Is narrative important within your work?

I believe that everything is narrative so yes, narrative is important in my work.

Who are your favourite artists and why?

There are thirteen artists who are very important to me: Pierre Soulages, Maria Helena Vieira da Silva, Takesada Matsutani, Ad Reinhardt, Gerhard Richter, Luc Tuymans, Frank Bowling, Robert Rauschenberg, Bruce Nauman, Tacita Dean, Wolfgang Tillmans, Olafur Eliasson and Pierre Huyghe. I feel a great connection between my own work and theirs as their particular way of seeing the world and their honesty in expressing it is inspiring. Also, their work is ongoing research on the study of light, space, colour, gesture, memory, History, politics and environments.

What or who inspires your art?

Life. Life inspires my art. I’m interested in what’s going on in the world outside and in what it triggers inside me.

Where’s your studio and what’s it like?

My studio is at Porto, where I’m currently based. I would like it to be bigger as more space would bring a different scale to the canvas, but for now, it’s ok.

Do you have any studio rituals?

When I’m working I need to be focused on what I’m painting so there are no cameras and no-one documenting it. Art to me it’s a very private, intimate and lonely process.

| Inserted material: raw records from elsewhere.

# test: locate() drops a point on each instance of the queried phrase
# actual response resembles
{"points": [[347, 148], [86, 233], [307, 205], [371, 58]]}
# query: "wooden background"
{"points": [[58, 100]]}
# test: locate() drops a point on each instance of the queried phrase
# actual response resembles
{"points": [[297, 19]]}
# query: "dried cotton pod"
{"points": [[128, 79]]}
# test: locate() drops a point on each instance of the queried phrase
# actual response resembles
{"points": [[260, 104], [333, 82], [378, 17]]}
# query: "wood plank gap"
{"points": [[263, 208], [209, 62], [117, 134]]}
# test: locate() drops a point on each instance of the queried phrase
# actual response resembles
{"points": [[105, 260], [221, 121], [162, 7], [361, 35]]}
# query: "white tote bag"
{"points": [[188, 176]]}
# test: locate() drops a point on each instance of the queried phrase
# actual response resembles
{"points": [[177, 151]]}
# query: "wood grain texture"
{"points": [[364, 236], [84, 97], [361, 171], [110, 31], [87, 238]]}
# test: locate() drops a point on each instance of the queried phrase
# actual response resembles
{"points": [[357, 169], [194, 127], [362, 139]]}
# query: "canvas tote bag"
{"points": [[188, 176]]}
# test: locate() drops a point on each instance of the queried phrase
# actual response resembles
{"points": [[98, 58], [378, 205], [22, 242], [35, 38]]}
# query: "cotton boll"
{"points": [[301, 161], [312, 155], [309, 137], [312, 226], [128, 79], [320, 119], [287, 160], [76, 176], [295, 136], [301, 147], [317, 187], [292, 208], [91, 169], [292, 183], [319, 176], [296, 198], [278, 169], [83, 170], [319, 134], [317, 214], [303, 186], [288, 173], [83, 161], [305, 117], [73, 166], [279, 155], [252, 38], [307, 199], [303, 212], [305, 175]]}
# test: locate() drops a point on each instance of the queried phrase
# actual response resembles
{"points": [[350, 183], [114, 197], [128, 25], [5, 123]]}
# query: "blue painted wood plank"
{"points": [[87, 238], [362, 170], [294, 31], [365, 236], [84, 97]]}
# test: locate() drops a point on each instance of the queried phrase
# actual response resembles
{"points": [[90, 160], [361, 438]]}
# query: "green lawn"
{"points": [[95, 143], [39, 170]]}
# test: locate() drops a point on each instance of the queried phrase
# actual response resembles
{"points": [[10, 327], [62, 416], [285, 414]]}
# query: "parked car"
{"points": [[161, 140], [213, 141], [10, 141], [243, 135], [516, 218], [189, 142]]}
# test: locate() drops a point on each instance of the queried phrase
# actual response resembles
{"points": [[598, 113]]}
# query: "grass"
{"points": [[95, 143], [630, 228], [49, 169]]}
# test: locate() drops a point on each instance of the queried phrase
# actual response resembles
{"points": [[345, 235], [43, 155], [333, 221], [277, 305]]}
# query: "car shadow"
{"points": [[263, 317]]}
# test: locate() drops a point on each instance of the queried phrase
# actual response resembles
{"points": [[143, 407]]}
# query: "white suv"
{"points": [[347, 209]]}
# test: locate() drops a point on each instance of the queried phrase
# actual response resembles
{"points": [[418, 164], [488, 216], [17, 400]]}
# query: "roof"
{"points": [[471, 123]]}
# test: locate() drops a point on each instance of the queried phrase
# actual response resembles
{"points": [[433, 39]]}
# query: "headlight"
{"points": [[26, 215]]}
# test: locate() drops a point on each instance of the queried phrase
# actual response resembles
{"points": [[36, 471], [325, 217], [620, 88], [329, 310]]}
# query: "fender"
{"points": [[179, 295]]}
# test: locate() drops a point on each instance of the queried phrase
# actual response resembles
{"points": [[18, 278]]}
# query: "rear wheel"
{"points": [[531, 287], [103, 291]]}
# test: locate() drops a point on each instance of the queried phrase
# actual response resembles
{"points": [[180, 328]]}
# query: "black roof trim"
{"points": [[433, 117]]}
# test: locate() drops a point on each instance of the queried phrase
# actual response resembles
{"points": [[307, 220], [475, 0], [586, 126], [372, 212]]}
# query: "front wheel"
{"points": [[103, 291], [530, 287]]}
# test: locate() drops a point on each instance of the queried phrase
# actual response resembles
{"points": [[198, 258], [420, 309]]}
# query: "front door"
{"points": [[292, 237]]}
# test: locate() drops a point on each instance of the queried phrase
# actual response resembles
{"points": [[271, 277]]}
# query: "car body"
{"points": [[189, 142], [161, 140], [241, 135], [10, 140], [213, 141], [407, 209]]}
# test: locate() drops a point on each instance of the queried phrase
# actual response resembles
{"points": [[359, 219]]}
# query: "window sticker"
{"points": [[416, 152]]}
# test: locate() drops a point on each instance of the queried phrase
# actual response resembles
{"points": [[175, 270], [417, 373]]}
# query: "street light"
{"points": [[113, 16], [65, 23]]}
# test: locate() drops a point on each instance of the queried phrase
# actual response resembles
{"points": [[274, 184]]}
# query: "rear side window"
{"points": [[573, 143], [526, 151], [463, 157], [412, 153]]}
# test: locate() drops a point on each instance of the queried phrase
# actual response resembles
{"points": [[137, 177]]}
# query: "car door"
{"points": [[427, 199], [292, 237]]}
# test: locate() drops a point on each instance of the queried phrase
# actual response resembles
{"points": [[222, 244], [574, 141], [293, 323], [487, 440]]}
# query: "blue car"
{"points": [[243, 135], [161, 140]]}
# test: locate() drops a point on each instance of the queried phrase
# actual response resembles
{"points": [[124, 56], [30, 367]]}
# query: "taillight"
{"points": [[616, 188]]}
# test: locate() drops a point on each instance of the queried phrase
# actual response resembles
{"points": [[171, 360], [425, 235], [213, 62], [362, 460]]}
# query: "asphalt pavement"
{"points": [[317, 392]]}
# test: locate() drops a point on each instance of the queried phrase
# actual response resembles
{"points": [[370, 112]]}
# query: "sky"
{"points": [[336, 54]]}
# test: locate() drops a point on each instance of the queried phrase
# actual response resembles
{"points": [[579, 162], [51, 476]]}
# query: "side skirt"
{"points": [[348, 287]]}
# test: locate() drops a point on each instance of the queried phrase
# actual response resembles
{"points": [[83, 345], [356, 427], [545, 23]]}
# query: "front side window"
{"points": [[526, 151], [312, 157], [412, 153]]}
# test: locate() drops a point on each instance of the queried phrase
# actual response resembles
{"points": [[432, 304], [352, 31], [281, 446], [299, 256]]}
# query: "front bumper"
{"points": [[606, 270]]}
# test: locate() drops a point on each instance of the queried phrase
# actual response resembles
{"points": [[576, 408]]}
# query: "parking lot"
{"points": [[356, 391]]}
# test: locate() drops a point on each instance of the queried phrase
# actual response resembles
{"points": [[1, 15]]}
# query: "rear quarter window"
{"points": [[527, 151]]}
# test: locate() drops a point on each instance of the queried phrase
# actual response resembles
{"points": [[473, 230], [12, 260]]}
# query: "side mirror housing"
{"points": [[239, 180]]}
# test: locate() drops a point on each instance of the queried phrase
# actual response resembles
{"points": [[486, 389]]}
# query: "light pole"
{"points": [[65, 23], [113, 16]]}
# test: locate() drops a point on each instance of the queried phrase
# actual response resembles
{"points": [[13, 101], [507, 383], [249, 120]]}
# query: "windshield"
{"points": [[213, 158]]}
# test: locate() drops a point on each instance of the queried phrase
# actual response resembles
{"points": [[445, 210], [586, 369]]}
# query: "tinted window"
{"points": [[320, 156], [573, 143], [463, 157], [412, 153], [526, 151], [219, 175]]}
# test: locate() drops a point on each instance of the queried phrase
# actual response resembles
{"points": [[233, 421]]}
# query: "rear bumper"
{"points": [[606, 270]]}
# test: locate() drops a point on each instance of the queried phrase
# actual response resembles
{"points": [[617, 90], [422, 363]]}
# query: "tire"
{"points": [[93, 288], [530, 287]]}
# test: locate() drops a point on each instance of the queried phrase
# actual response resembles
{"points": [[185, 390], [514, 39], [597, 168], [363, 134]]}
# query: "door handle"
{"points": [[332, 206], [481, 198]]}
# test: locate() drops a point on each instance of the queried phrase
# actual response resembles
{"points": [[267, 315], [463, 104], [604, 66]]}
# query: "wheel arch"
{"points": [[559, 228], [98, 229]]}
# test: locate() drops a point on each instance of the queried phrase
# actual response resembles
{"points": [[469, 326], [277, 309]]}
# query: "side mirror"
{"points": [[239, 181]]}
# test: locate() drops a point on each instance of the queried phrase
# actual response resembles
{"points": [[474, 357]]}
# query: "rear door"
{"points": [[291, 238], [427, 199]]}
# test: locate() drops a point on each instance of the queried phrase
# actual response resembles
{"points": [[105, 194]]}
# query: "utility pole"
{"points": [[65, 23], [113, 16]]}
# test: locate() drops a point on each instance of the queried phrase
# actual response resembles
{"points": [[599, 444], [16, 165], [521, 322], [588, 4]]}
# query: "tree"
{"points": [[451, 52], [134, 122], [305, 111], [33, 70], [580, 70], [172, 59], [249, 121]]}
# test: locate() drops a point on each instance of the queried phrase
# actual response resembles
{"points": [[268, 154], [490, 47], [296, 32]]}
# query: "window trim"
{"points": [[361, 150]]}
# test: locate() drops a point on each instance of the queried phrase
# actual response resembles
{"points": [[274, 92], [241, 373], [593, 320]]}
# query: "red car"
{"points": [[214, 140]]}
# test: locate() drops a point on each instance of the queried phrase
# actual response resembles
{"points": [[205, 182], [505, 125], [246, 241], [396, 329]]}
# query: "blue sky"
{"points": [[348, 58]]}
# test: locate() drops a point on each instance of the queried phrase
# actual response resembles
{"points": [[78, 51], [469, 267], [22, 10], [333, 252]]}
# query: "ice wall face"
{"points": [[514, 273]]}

What are you working on currently?

I’m working on a new series entitled Isolation, after Joy Division’s song.

Where can we buy your art?

At Saatchi and by email at thelmapott@gmail.com.

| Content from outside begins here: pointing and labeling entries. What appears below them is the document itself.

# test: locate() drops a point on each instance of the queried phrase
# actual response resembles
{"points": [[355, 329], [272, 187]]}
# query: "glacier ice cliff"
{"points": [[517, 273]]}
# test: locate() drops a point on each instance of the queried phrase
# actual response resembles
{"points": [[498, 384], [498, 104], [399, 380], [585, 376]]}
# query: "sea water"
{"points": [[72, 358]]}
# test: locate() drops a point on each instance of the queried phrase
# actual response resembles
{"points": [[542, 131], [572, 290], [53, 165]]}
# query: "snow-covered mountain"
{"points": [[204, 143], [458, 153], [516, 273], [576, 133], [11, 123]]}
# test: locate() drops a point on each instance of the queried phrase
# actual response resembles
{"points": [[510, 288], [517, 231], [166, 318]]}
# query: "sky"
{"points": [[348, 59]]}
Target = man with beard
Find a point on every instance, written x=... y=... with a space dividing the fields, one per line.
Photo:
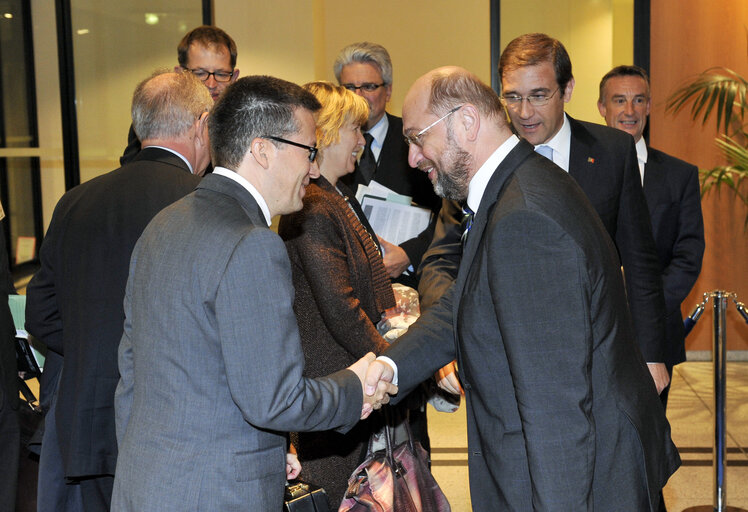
x=561 y=412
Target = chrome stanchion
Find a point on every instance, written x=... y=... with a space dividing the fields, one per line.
x=719 y=358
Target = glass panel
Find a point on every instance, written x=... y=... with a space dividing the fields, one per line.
x=115 y=46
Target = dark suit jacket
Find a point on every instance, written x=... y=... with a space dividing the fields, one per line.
x=603 y=162
x=74 y=301
x=671 y=187
x=211 y=362
x=562 y=413
x=394 y=172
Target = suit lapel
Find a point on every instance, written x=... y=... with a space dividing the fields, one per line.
x=493 y=191
x=232 y=189
x=153 y=154
x=654 y=179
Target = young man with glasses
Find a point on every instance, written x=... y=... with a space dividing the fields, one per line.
x=366 y=69
x=210 y=54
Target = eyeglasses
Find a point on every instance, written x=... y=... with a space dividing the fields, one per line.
x=536 y=100
x=368 y=87
x=220 y=76
x=312 y=149
x=416 y=139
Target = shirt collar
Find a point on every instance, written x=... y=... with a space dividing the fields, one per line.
x=641 y=156
x=222 y=171
x=561 y=144
x=189 y=166
x=479 y=181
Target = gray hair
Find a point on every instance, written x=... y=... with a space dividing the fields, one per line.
x=166 y=104
x=367 y=53
x=251 y=107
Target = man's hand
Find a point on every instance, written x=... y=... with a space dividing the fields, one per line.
x=395 y=260
x=379 y=393
x=446 y=378
x=660 y=375
x=293 y=466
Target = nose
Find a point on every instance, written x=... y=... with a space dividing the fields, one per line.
x=414 y=155
x=314 y=170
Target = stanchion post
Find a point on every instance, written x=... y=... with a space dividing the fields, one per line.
x=719 y=358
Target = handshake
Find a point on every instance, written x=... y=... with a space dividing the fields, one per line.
x=376 y=382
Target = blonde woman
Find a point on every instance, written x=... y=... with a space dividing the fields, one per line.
x=342 y=288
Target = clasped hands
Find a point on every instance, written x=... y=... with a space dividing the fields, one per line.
x=376 y=382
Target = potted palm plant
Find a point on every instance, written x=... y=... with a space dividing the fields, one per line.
x=722 y=92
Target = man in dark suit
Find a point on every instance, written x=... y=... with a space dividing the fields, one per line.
x=211 y=358
x=366 y=69
x=210 y=54
x=74 y=302
x=561 y=412
x=671 y=187
x=536 y=82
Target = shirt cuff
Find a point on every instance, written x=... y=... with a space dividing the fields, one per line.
x=392 y=364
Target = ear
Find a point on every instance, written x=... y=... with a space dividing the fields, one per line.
x=263 y=151
x=567 y=91
x=470 y=119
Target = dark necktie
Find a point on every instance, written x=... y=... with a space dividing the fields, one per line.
x=368 y=164
x=467 y=223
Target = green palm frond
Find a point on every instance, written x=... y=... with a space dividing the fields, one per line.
x=716 y=87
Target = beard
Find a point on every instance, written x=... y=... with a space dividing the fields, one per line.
x=452 y=171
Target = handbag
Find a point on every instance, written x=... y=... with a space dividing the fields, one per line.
x=304 y=497
x=396 y=479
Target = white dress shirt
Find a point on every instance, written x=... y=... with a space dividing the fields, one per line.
x=222 y=171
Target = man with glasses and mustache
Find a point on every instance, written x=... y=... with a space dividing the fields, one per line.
x=536 y=82
x=210 y=54
x=366 y=69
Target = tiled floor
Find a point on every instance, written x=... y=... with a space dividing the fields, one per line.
x=690 y=410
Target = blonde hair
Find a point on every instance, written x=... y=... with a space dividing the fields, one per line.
x=339 y=106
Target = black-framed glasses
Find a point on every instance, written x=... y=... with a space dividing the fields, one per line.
x=536 y=100
x=312 y=149
x=367 y=86
x=416 y=139
x=219 y=76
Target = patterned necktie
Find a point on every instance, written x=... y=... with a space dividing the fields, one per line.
x=368 y=164
x=467 y=223
x=546 y=151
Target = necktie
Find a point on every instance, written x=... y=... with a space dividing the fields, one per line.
x=546 y=151
x=368 y=164
x=467 y=223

“My work is an ongoing investigation about the metaphysics of space, about the spatial phenomenon in painting. I’m interested in the conventions, materials, public and private roles of painting, as well as whether perception enables or confuses our understanding of the world.

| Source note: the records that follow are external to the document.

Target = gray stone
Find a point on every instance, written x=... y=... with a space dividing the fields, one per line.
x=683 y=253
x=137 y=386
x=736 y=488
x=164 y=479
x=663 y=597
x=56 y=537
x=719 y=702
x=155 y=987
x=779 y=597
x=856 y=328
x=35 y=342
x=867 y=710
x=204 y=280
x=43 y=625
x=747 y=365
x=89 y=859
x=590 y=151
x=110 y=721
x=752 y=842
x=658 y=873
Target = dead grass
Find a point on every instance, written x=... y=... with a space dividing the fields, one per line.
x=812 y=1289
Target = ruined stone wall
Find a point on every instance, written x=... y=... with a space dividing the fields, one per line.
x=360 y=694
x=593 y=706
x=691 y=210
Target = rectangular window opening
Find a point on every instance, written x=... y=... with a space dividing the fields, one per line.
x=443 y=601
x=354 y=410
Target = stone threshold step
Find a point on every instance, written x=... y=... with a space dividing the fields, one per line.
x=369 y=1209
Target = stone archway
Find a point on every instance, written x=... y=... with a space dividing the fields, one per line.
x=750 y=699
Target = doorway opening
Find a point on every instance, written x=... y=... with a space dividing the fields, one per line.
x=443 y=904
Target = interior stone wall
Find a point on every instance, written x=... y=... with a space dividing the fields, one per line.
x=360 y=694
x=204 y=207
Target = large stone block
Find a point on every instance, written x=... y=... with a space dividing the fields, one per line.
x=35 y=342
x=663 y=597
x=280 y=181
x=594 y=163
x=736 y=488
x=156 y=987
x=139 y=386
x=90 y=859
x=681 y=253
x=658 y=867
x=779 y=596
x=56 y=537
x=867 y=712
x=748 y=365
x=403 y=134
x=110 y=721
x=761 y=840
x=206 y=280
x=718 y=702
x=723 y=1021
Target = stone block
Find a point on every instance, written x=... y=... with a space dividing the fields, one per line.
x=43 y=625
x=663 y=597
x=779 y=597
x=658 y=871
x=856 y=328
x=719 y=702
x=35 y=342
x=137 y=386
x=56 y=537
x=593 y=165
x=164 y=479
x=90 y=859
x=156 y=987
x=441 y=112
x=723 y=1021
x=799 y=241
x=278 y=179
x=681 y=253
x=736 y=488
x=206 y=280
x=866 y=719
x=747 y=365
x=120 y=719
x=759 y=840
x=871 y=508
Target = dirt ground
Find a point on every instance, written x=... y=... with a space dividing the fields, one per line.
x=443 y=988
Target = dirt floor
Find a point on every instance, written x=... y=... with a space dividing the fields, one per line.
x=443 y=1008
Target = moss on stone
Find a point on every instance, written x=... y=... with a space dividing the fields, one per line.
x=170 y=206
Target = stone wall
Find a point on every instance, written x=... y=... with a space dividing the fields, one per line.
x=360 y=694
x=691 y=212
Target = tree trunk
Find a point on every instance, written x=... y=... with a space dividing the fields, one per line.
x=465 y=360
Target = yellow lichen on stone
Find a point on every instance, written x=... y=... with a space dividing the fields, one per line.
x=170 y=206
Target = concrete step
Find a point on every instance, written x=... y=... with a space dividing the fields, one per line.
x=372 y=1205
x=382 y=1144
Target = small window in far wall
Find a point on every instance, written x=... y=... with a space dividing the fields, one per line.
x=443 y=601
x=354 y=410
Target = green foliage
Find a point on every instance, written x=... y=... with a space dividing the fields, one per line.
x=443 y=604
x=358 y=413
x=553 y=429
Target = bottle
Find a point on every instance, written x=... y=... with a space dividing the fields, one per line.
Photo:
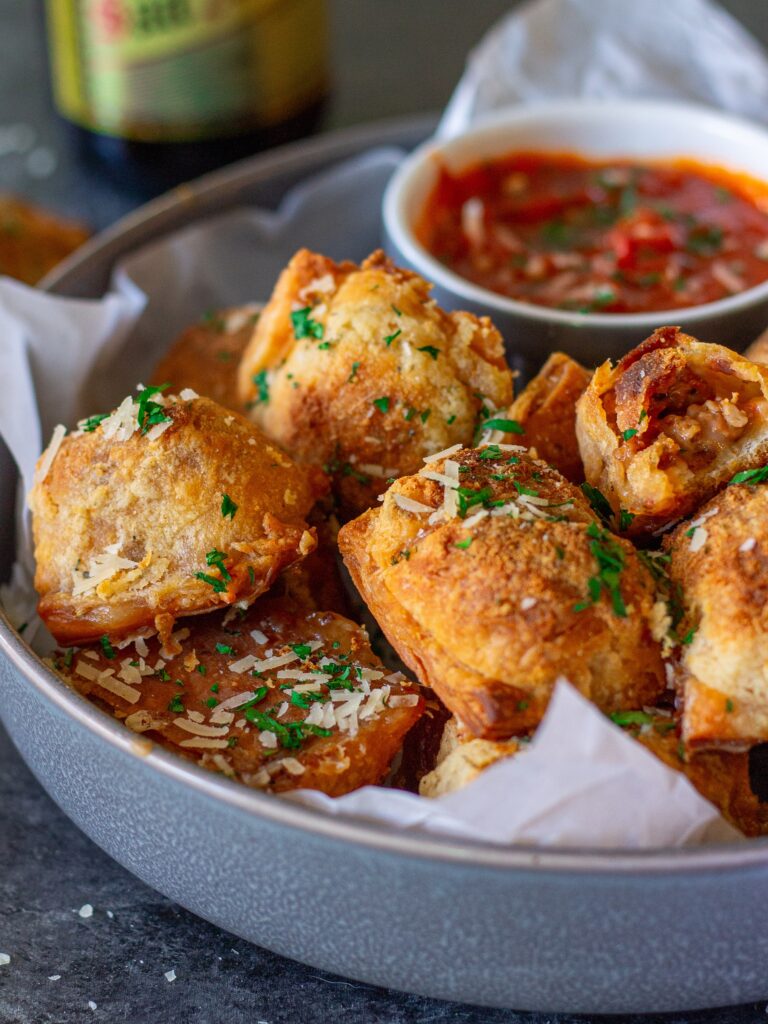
x=160 y=91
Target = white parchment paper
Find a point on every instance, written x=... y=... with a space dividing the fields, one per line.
x=582 y=781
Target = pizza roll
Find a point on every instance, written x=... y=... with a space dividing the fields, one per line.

My artistic practice addresses the following questions:

How can we explore spaces that function in non-hegemonic conditions and that are simultaneously physical and mental in painting?

How can abstraction open up a mental field all of its own by reorganizing visual and psychological experience?

How can a type of painting offer an immersive experience to the viewer?

What does pictorial spatiality consist of?

What is the pictorial space expressing?

It is known that the spatial relations in humans develop on two levels: the sensorimotor (perceptual) level that gives us the “sense” of space and the representational (intellectual) level that gives us the “idea” of space. The first is a product of haptic development and the latter is a development of symbolic activity through speech and image. Abstraction opens up a mental field all of its own. In this sense, my painting is a continuous investigation into abstraction’s power to reorganize visual and psychological experience.

My intention is to create a body of artworks offering new opportunities of experiencing the metaphysics of space by stimulating the viewer’s intuitive sense of interior and exterior space(s). I’m interested in the potential of this fundamental association between the image and the imagination, the invisible contemplated within the visible – that is claimed to underpin
a contemporary understanding of the nature of images. The gaze between viewer and image can be conceptualized phenomenologically within the unresolved circularity of the exchange between image and viewer; the image opens up a portal, an abstract space, that offers an invitation to meditation on other spaces”.